Mit ein bisschen Wohlwollen lässt sich selbst dem akuten Mangel an Pädagogen noch etwas Positives abringen. "Das aktuell sehr große Stellenkontingent sorgt erneut für gute Berufsaussichten für angehende Lehrerinnen und Lehrer in fast allen Schularten", so formulierte es Baden-Württembergs Schulministerin Susanne Eisenmann (CDU) zu Beginn des neuen Schuljahres. Um dann immerhin einzuräumen, dass in diesem Jahr "besonders viel Kreativität und Einsatz" nötig gewesen seien, um die Stellen mit geeigneten Personen zu besetzen. Man habe "alle Register gezogen", um die Lage zu entschärfen: Teilzeiterhöhungen, Versetzungen, Abordnungen, der Rückruf pensionierter Lehrer. Gereicht hat es nicht.

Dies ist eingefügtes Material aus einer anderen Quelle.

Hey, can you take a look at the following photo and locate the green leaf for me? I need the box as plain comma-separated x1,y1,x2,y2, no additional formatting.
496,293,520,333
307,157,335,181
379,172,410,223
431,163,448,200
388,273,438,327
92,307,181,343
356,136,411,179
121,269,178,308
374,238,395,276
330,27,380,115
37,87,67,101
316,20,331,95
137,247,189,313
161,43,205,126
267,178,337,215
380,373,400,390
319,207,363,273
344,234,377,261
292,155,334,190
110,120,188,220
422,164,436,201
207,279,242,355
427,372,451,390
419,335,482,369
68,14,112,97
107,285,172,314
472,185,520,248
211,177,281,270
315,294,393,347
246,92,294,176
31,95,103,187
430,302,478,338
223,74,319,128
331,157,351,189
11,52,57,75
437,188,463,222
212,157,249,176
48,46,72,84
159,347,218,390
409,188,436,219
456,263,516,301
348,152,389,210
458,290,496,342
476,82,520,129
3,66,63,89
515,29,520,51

Über den Lehrermangel in Deutschland ist im Sommer viel diskutiert worden. Nach Ansicht der Gewerkschaft Erziehung und Wissenschaft (GEW) ist die Lage so "zugespitzt wie seit zehn Jahren nicht", der Verband Bildung und Erziehung (VBE) warnte, Deutschland steuere "sehenden Auges in einen pädagogischen Notstand". Bereits im Juli hatte die Bertelsmann-Stiftung in einer Studie einen künftigen "Schüler-Boom" prophezeit - und damit eine weitere Verschärfung der Lage.
Um das Ausmaß des Lehrermangels in Deutschland zu Beginn des neuen Schuljahres, das nun auch in Bayern und Baden-Württemberg begonnen hat, zu beziffern, hat die Süddeutsche Zeitung die Zahlen aller Länder eingeholt. Das Ergebnis: Es sind mehr als 3300 Lehrerstellen unbesetzt. Die Suche geht weiter, eingestellt wird auch während des Schuljahres. Die mit Abstand größte Lücke klafft in Nordrhein-Westfalen. Zwar sind im bevölkerungsreichsten Bundesland allein zum Schuljahresbeginn 2883 neue Lehrer eingestellt worden - im Kalenderjahr 2017 summiert sich deren Zahl damit auf mehr als 5500. Doch 2139 Lehrerstellen sind nach wie vor unbesetzt.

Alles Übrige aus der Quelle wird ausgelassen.